An investigation by Columbia Journalism Review’s Terry Ann Knopf establishes that the suspicions about Nolan’s firing were completely reasonable. Indeed, it turns out that Nolan was the target of a vendetta orchestrated by none other than Bill O’Reilly.

On May 12, 2008—two days after the Emmys—O’Reilly went on the offensive against what he called Nolan’s “outrageous behavior” with a carefully worded, lawyerly letter to Brian Roberts, the chairman and CEO of Comcast, which distributes Fox News and entertainment programming to its subscribers. The letter was written on Fox News stationery and was copied to Fox News CEO Roger Ailes. Pointedly, O’Reilly began by noting their mutual business interests. “We at The O’Reilly Factor have always considered Comcast to be an excellent business partner and I believe the same holds true for the entire Fox News Channel. Therefore, it was puzzling to see a Comcast employee, Barry Nolan, use Comcast corporate assets to attack me and FNC.”

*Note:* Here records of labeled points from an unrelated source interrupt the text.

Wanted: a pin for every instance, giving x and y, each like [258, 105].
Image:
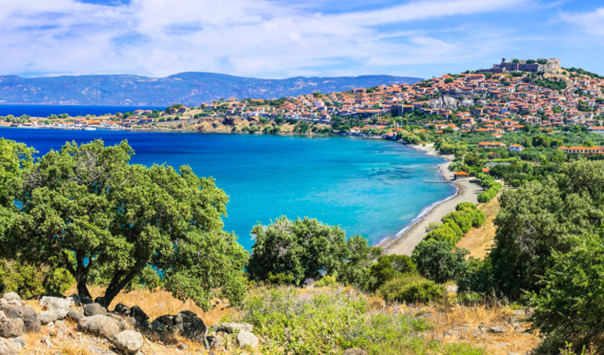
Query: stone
[214, 342]
[234, 327]
[94, 309]
[122, 309]
[246, 339]
[101, 325]
[29, 316]
[12, 329]
[75, 315]
[355, 351]
[496, 330]
[47, 317]
[139, 314]
[11, 296]
[59, 306]
[128, 341]
[8, 347]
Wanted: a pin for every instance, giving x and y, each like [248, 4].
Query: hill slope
[186, 88]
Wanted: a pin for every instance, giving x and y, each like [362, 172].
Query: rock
[11, 296]
[47, 317]
[59, 306]
[234, 327]
[29, 316]
[74, 300]
[128, 341]
[8, 347]
[46, 342]
[246, 339]
[12, 329]
[75, 315]
[214, 342]
[101, 325]
[94, 309]
[122, 309]
[496, 330]
[139, 314]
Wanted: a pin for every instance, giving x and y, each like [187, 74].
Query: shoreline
[405, 241]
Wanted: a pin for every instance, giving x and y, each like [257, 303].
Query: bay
[370, 187]
[71, 110]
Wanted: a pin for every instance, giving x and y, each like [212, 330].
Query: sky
[286, 38]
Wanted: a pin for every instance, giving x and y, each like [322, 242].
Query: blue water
[72, 110]
[368, 187]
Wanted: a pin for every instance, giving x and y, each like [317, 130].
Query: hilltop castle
[548, 66]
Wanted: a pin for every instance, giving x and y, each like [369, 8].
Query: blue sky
[281, 38]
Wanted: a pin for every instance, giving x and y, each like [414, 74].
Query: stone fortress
[547, 66]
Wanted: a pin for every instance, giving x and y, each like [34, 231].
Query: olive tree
[87, 209]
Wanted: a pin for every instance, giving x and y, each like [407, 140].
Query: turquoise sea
[370, 187]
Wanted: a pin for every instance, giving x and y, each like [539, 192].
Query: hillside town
[499, 100]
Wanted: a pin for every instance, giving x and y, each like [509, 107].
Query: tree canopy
[87, 209]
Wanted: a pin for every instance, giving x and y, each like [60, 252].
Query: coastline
[405, 241]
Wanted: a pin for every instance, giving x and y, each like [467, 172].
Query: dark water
[73, 111]
[369, 187]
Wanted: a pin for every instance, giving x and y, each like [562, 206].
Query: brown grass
[478, 241]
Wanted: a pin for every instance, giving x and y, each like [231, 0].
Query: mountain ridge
[189, 88]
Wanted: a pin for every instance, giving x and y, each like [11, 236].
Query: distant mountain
[186, 88]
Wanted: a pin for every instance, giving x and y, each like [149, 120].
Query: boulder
[214, 342]
[29, 316]
[12, 329]
[94, 309]
[8, 347]
[47, 317]
[11, 296]
[59, 306]
[75, 315]
[355, 351]
[246, 339]
[234, 327]
[101, 325]
[139, 314]
[128, 341]
[122, 309]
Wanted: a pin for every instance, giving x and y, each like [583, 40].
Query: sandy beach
[466, 192]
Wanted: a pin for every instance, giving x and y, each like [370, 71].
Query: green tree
[538, 218]
[86, 209]
[299, 250]
[437, 261]
[570, 305]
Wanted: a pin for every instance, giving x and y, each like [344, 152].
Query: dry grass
[478, 241]
[459, 324]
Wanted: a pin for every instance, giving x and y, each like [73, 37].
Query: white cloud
[590, 22]
[243, 37]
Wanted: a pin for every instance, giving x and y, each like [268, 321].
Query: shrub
[30, 281]
[438, 262]
[489, 194]
[411, 288]
[569, 306]
[389, 267]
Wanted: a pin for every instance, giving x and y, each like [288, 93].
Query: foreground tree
[85, 208]
[570, 306]
[537, 219]
[296, 250]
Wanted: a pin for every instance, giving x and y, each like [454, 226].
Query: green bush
[489, 194]
[411, 288]
[389, 267]
[439, 262]
[331, 321]
[30, 281]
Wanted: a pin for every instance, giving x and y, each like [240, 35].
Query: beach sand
[466, 192]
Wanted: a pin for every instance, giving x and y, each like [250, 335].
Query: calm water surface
[368, 187]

O’Reilly’s letter was received by Comcast on May 12, and Comcast immediately fired Nolan. Was there any connection between the two? Last December, Comcast issued a hardly credible denial on that score, asserting that “professional journalists need to have the right to express their opinions without fear of correction or retribution from a corporate parent.” But Comcast failed to tell the company line to its lawyers. In response to Nolan’s lawsuit, they stated:

Mr. Nolan’s protest… harmed the business and economic interests of Comcast in connection with its contract with Fox News Channel, and its contract negotiations with Fox News that were ongoing at the time.

The only direct proof for this contention is O’Reilly’s letter, which indeed took dead aim at the commercial relationship to bolster its attack on Nolan. In sum: Nolan was fired because he had the nerve to criticize the decision to honor O’Reilly and O’Reilly directly threatened economic retaliation against Comcast.

The O’Reilly-Nolan story is an excellent demonstration of what happens in contemporary news and opinion broadcasting when independent and critical thought crosses commercial interests. Independent and critical thought invariably comes up on the short end.